Median raphe created following blunt dissection along müllerian ducts.

FIG. 2.

Foam mold wrapped in condom, and also covered in Surgicel® prior to insertion.

Results

The mean age of patients was 20.4 years (range: 17–25 years). The secondary sexual characters were well developed in all women. Sex hormones and karyotype were normal in all. Two (2) patients had spina bifida and another 2 were diagnosed to have renal anomalies: absent right kidney and malrotated ectopic kidney with duplication of collection system, respectively. On imaging, the uterus was rudimentary in all. Four (4) women were married and 6 were engaged to be married.

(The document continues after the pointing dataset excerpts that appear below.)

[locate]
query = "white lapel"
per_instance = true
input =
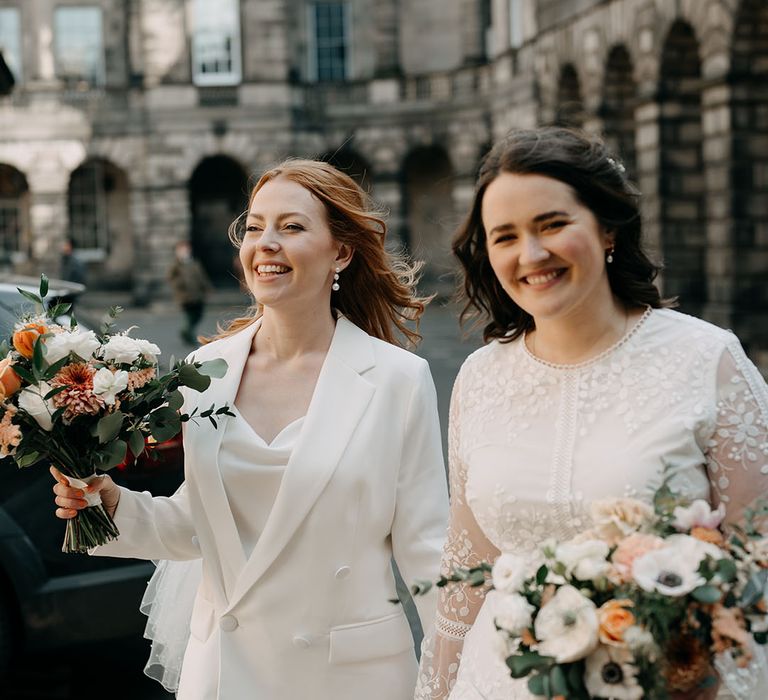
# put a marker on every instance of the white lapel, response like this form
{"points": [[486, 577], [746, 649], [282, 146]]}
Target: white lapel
{"points": [[338, 403], [218, 531]]}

There were no intraoperative complications. Average operating time was 15 minutes (range: 10–20 minutes). The procedure was performed by a single operator (V.D.) as the primary surgeon to maintain uniformity. Adequate vaginal length (7–10 cm) was achieved in all cases on foam mold removal. On follow-up at 6 months, the vagina was well epithelialized in all, and in a majority of patients (9 of 10) at least two fingers in width and 7–10 cm in depth. Partial vaginal stenosis was encountered in 1 patient, who had not used the glass mold postoperatively as directed. She has been advised to use dilators and is under follow-up. One (1) patient had extensive granulation tissue, with resultant dyspareunia, persisting for 8 weeks postoperatively. The vagina healed well with the topical application of silver sulfadiazine cream. None of the remaining 9 patients reported dyspareunia, need for vaginal lubrication, or any coital difficulty.

Discussion

Most women with MRKH syndrome are diagnosed, in our setting, when they present with primary amenorrhea at 16–18 years of age, or with inability to have successful sexual intercourse after marriage. Absence of vagina and uterus can impose immense psychologic stress on a woman's well-being, and recognition of this emotional aspect, with adequate counseling, is as imperative as a successful surgical procedure. In addition, choosing the right procedure is individualized, depending largely on patients' preferences and willingness for postoperative care, along with the surgeon's experience and preference.

It is a standard practice in our unit to use a modified Sheares technique: creation of neovagina using Hegar dilators to dilate rudimentary müllerian bulbs followed by insertion of a foam mold put in a condom, then covered with amnion for epithelialization of neovagina, with satisfactory results over several years.⁴ Due to unavailability of amnion at times, and concern regarding risk of transmission of infection, we have now started using oxidized cellulose (Surgicel) for epithelialization of neovagina and have presented our experience. This method of creating neovagina takes less time and causes less patient discomfort compared to other techniques of creation of neovagina, requiring skin graft or bowel vaginoplasty. The average time taken per procedure was just 15 minutes.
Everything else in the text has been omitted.